What a good word -- grown.
She squinted a little.
He seemed bigger now,
slathered in soil and chips of stone,
sheened with brown sweat,
the barrow seemed small beside him.
She wished the wind would blow from him to her.
He was a golem, as solemn
and steadfast and holy
as any jewish-born statue.
She realized that her mouth was open
and that she was slowly pinching and unpinching a clothespin.
She knew he would come home later,
even darker than now,
all root and mineral,
skin-tone a myth,
bright eyes shining through a mask,
hands large and throbbing.
She didn’t care as long as there was grit.
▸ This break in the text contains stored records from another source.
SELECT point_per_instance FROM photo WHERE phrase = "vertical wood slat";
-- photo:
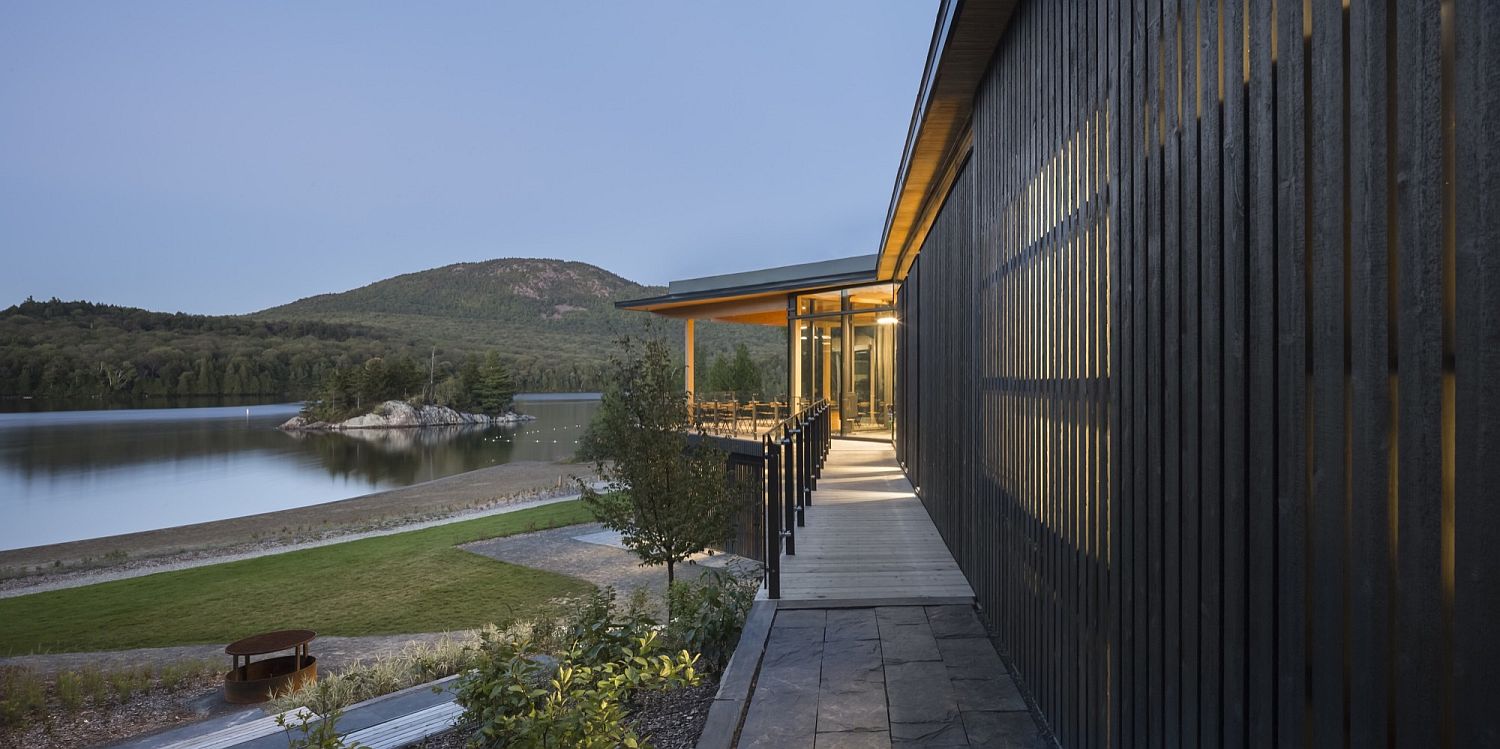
(1476, 656)
(1167, 530)
(1370, 376)
(1292, 392)
(1211, 357)
(1235, 209)
(1190, 365)
(1259, 425)
(1326, 500)
(1419, 376)
(1172, 376)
And she would meet him at the door
aching for redemption,
hungry to hold the magic,
searching for the mystic scroll
under his tongue
with her tongue.
Event, Clarity
In Lubbock, in the middle of summer nights,
when the power would go out and the fans would die on us,
then we would remember the cast iron bed
had wheels, so we would creakily negotiate it
out the door and across the yard
and park it there in clear view of the road,
and you’d wear something flannel
and I’d wear faded boxers,
and you’d lay your head on my chest.
The moon was an icebox cooling our eyes and cheeks;
it was white and pocked like a thin,
late Winter Texas snow,
and we would watch satellites
drift overhead like determined fireflies,
watch them blink steady like breaths we had to take,
like our heartbeats measuring the length of night.
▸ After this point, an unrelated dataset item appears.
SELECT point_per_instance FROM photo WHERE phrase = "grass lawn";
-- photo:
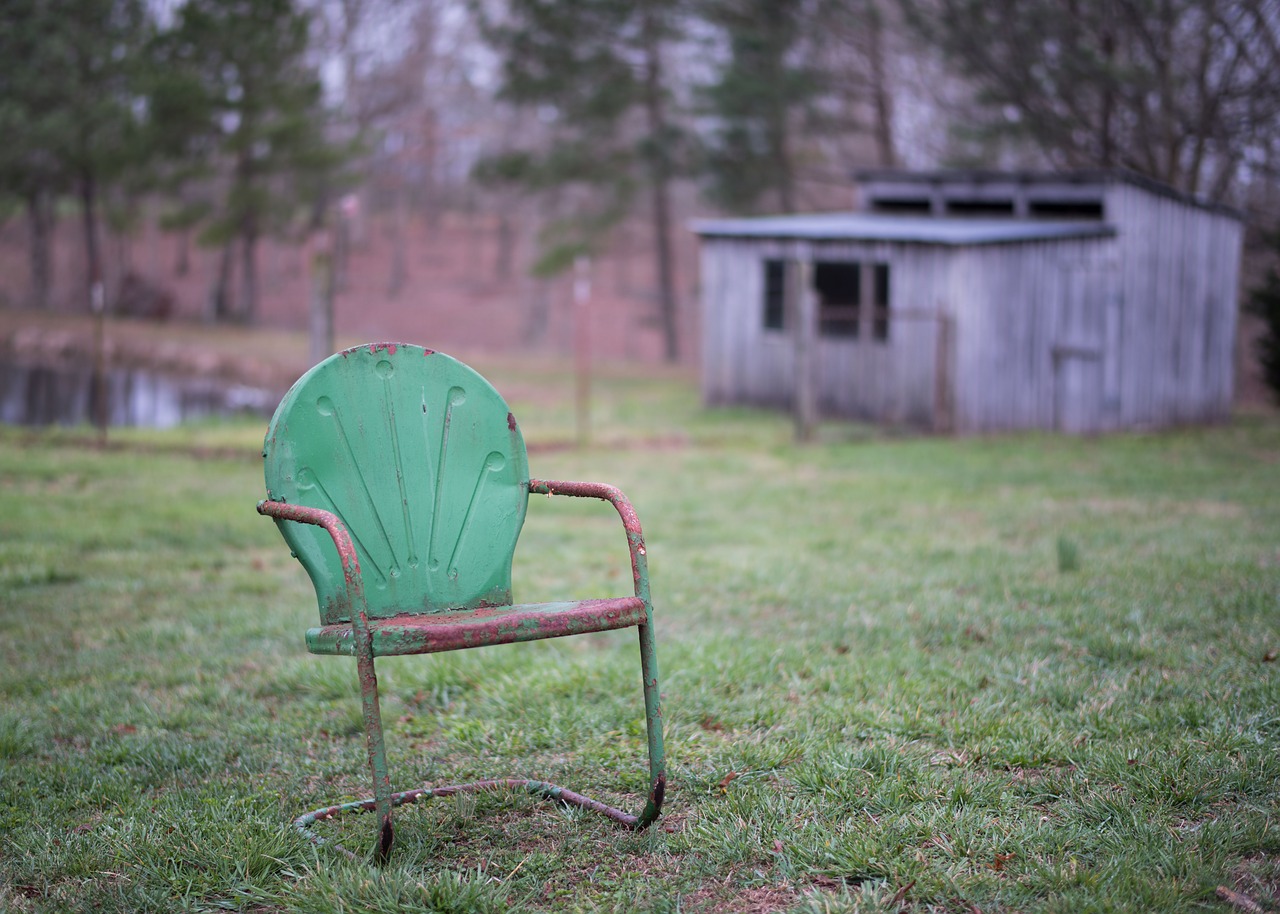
(900, 673)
Right before you leave El Paso
going east there ought to be a kind of customs stop
where you are instructed to call to mind
all the songs you know
and sing them right into something sturdy.
Imagine that place:
“Here, Bobby, here’s a candy wrapper, and, Sue, here’s
a little extra room in a suitcase. Dad can have all the empty pop bottles
because he knows a lot of songs."
(And some folks, the ones who are poor and aren’t toting much,
will be convinced to hum right into a paper bag,
or up their shirt sleeve, or into a shoe).
Imagine a Ranger grabbing Grandma by the ankles,
shaking all the tunes loose.
“We’d better not hear you singing out loud
until you at least hit Alpine.
We can’t take your radios
but we’ll be listening if you sing along …"
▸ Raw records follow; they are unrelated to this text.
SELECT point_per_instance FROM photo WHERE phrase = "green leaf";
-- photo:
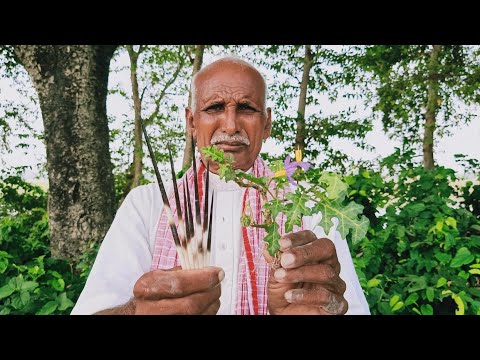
(412, 298)
(347, 216)
(29, 286)
(394, 300)
(25, 297)
(56, 274)
(443, 258)
(441, 282)
(451, 222)
(461, 306)
(64, 302)
(426, 309)
(3, 265)
(48, 308)
(6, 291)
(336, 188)
(463, 256)
(275, 207)
(296, 210)
(430, 294)
(397, 306)
(58, 284)
(475, 227)
(373, 282)
(19, 281)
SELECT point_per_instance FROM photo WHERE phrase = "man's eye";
(245, 107)
(215, 107)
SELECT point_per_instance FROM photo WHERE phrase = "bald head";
(238, 65)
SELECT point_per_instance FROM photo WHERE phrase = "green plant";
(422, 254)
(31, 282)
(314, 191)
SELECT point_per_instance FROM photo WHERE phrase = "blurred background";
(399, 123)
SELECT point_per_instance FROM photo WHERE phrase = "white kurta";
(126, 252)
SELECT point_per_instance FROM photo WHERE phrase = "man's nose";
(230, 121)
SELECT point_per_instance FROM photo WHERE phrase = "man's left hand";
(308, 280)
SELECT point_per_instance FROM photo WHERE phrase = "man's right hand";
(175, 291)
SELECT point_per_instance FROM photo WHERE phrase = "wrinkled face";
(230, 113)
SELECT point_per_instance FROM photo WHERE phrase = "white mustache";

Heading back south and east into the Rio Grande
the Big Bend doesn’t tolerate much talking.
It’s too big a place, too set in silence,
and all the people who have been here before have tried to fill it up.
But the Rangers say they can’t tolerate any more nights
where the hot, humid wind carries pieces of old, foolish, brave voices
and impales them on the claws of the ocotillo and lechuguilla,
leaving torn shreds of songs
that weep and shriek and drift
from cactus to mesquite, from bush to thorny bush.
A Painting of a Blacksmith
The right arm drawn back and over his head,
the left holding the tongs that bite
the metal rod, the fire-tinged thing,
waiting for the strike.
The focus of the eyes,
the set of the bicep,
the flat stance of the legs
and the solid, immutable grip of desire.
There should be a word
for the imagining of an echo,
for when that hammer hits,
when the need for shape is sent through an arm,
for when the hammer calls
and the hot metal answers,
and the clang and shimmers
go through the anvil into the boots.
This is the painting I want you
to dream of me at night:
the breathless gasp right before
the arm swings around,
the knowing that you need only touch me
and I will be hungry with fire,
that you need only call me
and I will ring red and sparking and true.